Когда я стал студентом Института истории, философии и литературы, многое связало меня сразу с новыми товарищами. Мы серьезно занимались литературой, историей, языками. Многие из нас пробовали писать сами. Словно предчувствуя, каким недолгим будет наше студенчество, спешили успеть как можно больше. Слушали лекции не только на своих курсах, но и ходили на лекции, читавшиеся старшекурсникам. Посещали занятия по истории изобразительного искусства. Успевали на семинары молодых прозаиков и критиков. Старались не пропускать театральные премьеры и литературные вечера. Как мы все успевали, не знаю, но успевали. Меня приняли в свою среду студенты, которые были на курс старше нашего. Интереснейшая то была компания.

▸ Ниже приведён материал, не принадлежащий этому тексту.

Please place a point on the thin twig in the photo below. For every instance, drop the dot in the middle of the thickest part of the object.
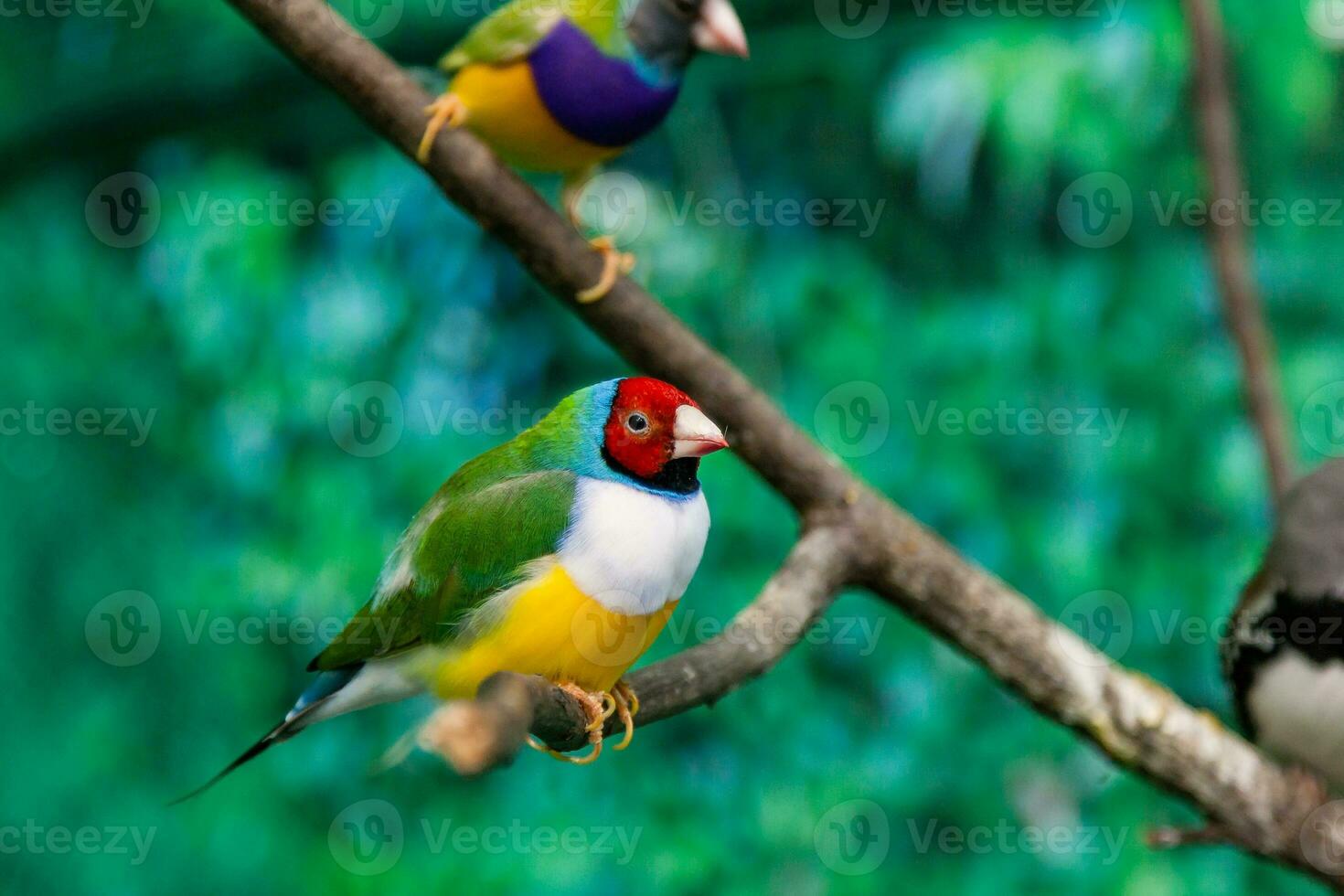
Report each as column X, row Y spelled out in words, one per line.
column 1229, row 240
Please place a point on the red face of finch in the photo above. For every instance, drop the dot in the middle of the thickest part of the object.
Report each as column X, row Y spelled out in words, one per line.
column 654, row 423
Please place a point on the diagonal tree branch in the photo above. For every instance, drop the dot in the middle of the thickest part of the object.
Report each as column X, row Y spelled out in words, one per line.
column 1229, row 242
column 1137, row 723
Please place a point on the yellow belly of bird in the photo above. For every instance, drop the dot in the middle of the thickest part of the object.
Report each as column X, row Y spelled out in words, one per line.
column 504, row 109
column 551, row 629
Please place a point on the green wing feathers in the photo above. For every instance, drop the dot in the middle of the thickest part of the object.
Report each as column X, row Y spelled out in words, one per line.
column 465, row 546
column 509, row 32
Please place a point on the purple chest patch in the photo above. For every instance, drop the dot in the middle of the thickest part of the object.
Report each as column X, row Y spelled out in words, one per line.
column 593, row 96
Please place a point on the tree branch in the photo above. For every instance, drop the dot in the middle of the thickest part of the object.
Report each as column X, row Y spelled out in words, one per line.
column 477, row 735
column 1243, row 311
column 1137, row 723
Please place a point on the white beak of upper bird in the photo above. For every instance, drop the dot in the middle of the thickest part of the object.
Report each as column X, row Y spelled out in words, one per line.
column 720, row 30
column 694, row 434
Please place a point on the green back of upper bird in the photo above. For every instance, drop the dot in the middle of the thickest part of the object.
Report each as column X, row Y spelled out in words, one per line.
column 508, row 34
column 472, row 540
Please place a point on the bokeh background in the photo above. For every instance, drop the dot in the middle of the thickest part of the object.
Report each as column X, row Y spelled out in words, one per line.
column 169, row 563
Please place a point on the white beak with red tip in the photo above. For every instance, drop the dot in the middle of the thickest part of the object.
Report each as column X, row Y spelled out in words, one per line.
column 720, row 30
column 694, row 434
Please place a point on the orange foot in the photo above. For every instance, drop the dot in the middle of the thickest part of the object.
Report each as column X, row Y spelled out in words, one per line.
column 626, row 707
column 613, row 265
column 597, row 707
column 446, row 111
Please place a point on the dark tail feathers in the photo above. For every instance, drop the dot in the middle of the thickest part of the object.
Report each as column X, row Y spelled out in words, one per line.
column 283, row 731
column 323, row 689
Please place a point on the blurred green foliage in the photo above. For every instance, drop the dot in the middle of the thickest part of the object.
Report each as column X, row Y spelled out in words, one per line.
column 240, row 504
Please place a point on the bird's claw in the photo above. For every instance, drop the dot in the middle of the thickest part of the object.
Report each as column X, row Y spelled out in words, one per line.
column 598, row 707
column 626, row 704
column 614, row 263
column 446, row 111
column 594, row 707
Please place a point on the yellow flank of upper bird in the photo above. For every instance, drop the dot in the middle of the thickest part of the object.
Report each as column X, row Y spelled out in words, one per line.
column 506, row 111
column 548, row 626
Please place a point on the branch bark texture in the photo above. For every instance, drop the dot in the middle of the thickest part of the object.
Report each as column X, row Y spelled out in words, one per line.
column 852, row 535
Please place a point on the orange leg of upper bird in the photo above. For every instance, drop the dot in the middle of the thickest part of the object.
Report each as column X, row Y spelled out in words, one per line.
column 614, row 262
column 448, row 111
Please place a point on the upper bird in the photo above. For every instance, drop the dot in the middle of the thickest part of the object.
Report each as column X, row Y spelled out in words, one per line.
column 1284, row 652
column 563, row 85
column 560, row 552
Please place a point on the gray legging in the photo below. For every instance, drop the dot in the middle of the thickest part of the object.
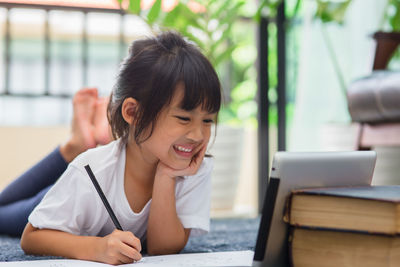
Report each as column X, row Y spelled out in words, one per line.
column 20, row 197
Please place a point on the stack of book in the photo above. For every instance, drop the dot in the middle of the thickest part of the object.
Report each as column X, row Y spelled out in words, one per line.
column 356, row 226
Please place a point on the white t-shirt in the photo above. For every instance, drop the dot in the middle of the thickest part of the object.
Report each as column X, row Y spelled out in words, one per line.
column 73, row 205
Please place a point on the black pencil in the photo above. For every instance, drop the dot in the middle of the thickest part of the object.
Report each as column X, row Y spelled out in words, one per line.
column 103, row 197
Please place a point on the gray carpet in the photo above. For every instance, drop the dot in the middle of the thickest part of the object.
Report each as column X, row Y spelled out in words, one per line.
column 224, row 235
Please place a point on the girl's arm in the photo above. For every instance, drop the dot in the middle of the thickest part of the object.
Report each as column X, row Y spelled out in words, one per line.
column 116, row 248
column 165, row 232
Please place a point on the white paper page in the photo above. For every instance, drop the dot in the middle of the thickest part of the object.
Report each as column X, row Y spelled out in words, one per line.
column 230, row 258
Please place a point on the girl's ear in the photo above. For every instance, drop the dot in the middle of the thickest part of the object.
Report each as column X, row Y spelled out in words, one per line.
column 129, row 107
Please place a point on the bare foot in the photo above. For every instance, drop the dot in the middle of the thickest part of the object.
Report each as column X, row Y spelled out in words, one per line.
column 102, row 129
column 82, row 127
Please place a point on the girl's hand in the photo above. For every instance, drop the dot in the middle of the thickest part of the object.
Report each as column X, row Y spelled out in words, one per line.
column 189, row 170
column 119, row 247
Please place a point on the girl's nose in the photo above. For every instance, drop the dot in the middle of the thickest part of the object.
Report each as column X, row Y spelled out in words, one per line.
column 196, row 134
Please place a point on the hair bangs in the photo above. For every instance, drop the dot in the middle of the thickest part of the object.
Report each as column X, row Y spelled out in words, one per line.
column 201, row 85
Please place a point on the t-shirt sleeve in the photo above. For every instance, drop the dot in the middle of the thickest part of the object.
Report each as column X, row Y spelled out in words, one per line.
column 193, row 197
column 65, row 207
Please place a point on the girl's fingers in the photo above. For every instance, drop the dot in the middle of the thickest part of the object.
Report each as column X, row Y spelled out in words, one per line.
column 130, row 252
column 131, row 240
column 122, row 259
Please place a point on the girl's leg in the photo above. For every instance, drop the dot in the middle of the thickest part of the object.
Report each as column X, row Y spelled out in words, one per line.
column 48, row 170
column 43, row 174
column 14, row 216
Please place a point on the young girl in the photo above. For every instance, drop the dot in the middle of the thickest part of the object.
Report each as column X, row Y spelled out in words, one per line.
column 89, row 128
column 154, row 175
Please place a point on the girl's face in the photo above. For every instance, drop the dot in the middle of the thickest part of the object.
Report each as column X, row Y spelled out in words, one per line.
column 178, row 134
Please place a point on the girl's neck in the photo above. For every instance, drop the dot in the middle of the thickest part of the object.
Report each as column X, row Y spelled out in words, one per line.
column 139, row 167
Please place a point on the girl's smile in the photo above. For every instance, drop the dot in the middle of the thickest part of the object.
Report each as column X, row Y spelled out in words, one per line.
column 178, row 135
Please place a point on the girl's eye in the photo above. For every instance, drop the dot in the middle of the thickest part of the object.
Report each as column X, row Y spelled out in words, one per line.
column 185, row 119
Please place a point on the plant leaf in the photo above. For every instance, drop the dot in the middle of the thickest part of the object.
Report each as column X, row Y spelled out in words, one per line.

Я старался не отставать от нее и мне это удавалось. За одним исключением. Мои новые товарищи горячо интересовались музыкой. На наших встречах не было вина. Мы читали стихи и слушали музыку. У одного из нас была большая по тем временам редкость: радиола с устройством для переворачивания пластинок — долгоиграющих тогда еще не было, — которая позволяла прослушать целую симфонию, концерт или оперу без перерывов. И коллекция камерной, оперной и симфонической музыки.

Когда начиналась эта непременная часть нашего вечера, товарищи слушали и наслаждались, а я скучал, томился, мучился — музыки я не понимал и радости она мне не доставляла. Конечно, можно было притвориться, прикинуться, придать лицу подобающее выражение, проговорить вслед за всеми: «Прекрасно!» Но притворяться, изображать чувства, которых не испытываешь, у нас было не в обычае. Я забивался в угол и страдал, чувствуя себя выключенным из того, что так много значит для моих товарищей.

А кроме музыки дома были еще и концерты. Я шел на них вместе со всеми и среди людей, для которых это было праздником, ощущал себя отделенным от них и обделенным. Конечно, можно было просто в следующий раз не пойти — ну, не понимаю я музыки, неинтересна мне она, не изгонят же они меня за это из своей компании! Но я продолжал ходить вместе со всеми. У меня хватило ума не прикидываться понимающим, не высказываться…

Хорошо помню, как произошел перелом. Конечно, он готовился незаметно и исподволь: столько вечеров слушания музыки не прошли бесследно. Я просто еще не подозревал об этом. Зимой 1940 года был объявлен авторский вечер тогда еще молодого Д. Д. Шостаковича — первое исполнение его фортепианного квинтета. Друзья взяли билет и мне. Вручали его торжественно. Я понял: то, что предстоит — событие! Концерт состоялся в Малом зале консерватории. Сказать, что в переполненном зале была приподнятая атмосфера, — значит не сказать ничего. Было ожидание чуда. О квинтете в музыкальной Москве уже много говорили.

Мы сидели на балконе среди студентов-консерваторцев. У некоторых из них на коленях лежали развернутые партитуры — кажется, еще не отпечатанные, переписанные от руки.

Не стану утверждать, что я в тот вечер сразу и навсегда излечился от невосприимчивости к музыке. Но поворот — решительный и важный — произошел. Как я благодарен своим друзьям тех давних лет, что они не махнули на меня рукой, не исключили из слушания музыки — а ведь и исключать не нужно было, при тогдашнем юношески-ранимом самолюбии хватило бы иронической реплики, чтобы я почувствовал себя среди них, понимающих и знающих, лишним. Этого не случилось.

Прошло много лет. Уже давно серьезная музыка — для меня, необходимость, потребность, счастье.

А ведь можно было — навсегда и непоправимо — разминуться с ней. И обездолить себя.

Этого не случилось. И потому, что я не встал в позу человека, который, не понимая чего‑нибудь, говорит — вслух или мысленно: — Ну и не надо! И потому, что не захотел притворяться, делая вид, что понимаю, когда еще был очень далек от этого. А больше всего — благодаря моим друзьям. Им мало было наслаждаться самим. Им хотелось и меня приобщить к своему пониманию, к своей радости. И это им удалось! Удалось вполне.

Среди многого, чем одарили меня, мои, увы, недолгие годы студенческой юности, это был один из самых больших даров.